On July 13th, I put my 20 year old on a plane, which would ultimately take her to Sydney, Australia. Australia, just so you know, is geographically on the absolutely other side of the world from our house. It exists in the Pacific Rim – a term that makes me feel as though she might as well be in another dimension. Sydney is fourteen hours ahead of our time zone. What that means is that often I close our Blackberry messenger text conversations with “let’s ‘speak’ in your today, my tomorrow”, which is more for my calculations than hers and helps me wrap my head around the fact that we literally exist for portions of each day in two different dates.

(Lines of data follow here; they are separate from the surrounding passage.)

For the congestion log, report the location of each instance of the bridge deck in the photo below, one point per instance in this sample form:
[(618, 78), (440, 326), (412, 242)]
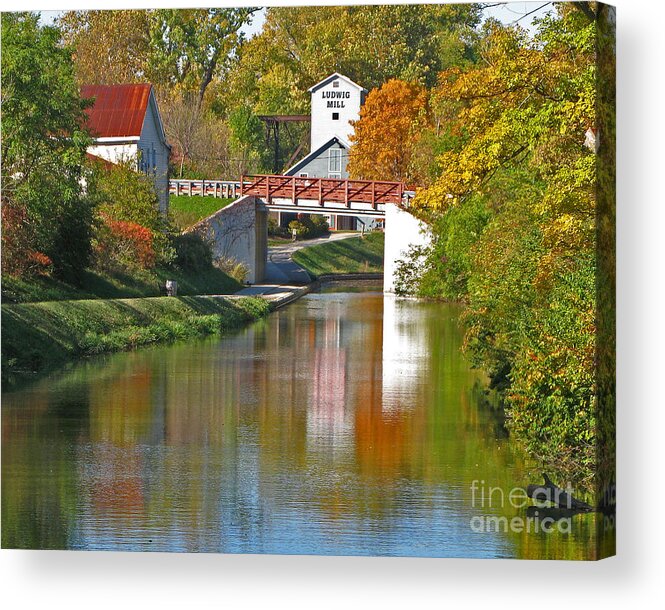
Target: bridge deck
[(322, 190)]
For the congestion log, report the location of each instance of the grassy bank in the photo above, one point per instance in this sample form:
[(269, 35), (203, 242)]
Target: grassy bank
[(186, 210), (40, 336), (95, 285), (354, 255)]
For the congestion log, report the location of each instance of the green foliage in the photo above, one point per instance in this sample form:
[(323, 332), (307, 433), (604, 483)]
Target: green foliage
[(39, 336), (353, 255), (193, 253), (43, 144), (513, 214), (308, 227), (232, 267), (186, 211), (117, 285), (123, 195)]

As timing would have it, Hallie needed all four of her wisdom teeth removed before she would leave, another ritual of emerging adulthood. This is my child who doesn’t get ruffled by medical procedures and copes stoically through physical pain but because she ended up with a “dry socket” (where the clot doesn’t hold, leaving the bone exposed, just fyi), her post op pain went from not good to really, really bad. We spent the week of her recovery symbiotically immersed. My life was pretty much on hold as I took care of her, just like when the kids were little – shopping, preparing and inventing things she would or could drink or swallow, managing her medications, helping her get up in the morning and settling her on the couch downstairs for the day, helping her get to the bathroom, change her pajamas, bathe her. We even slept together, either in her bed or mine. I thought it was just easier for me to take care of her in the night, but she whined the first night I slept away from her.
The week before Hallie left, she was nearly impossible to live with. It isn’t rocket science. In times of transition, Hallie’s behavior is not unlike the toddler she once was –lashing out in anger rather than talking about what is going on for her. Much of the time, she needs her space. Some of the time, she needs me to set my boundaries so she can still bang up against them, not unlike finding the ropes in a boxing ring. But all of the time, she still needs to know that I love her and always will.

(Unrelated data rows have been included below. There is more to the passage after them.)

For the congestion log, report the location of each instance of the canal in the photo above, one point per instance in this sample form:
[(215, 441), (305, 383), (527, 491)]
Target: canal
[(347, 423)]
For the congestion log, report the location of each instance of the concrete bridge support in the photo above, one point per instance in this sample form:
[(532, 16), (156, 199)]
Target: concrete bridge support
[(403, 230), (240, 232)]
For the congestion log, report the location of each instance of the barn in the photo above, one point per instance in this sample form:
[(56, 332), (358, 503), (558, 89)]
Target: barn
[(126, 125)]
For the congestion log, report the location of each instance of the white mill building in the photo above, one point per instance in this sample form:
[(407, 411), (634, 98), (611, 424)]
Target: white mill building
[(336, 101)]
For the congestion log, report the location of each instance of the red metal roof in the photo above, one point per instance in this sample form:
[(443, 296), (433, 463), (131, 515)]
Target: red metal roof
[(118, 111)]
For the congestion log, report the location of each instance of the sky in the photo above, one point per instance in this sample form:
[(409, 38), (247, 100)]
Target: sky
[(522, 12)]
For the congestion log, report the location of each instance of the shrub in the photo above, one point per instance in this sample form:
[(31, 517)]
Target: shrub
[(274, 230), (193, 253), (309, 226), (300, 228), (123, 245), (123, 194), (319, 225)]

We arrived at Newark Airport before much of it was operating. As we made our way to her airline, I found myself casually on the lookout for other kids with their families gathered around them who looked as though they might also be heading off for junior semesters abroad in the Pacific Rim, in hopes of finding her a “buddy”. This wasn’t unfamiliar. I used to “pimp” for the kids when they were little – trying to round up someone to play with at the beach on vacations, at the playground, on the first day of nursery school.
We checked her baggage. Hallie didn’t want me to stick around. She made it clear that it would be easier for her if I just left. We hugged tight and I drew in her scent as deeply as I could, committing it to sense memory, like an animal.
Managing the polarity in parenting is code for learning both when to hold on…and when to let go.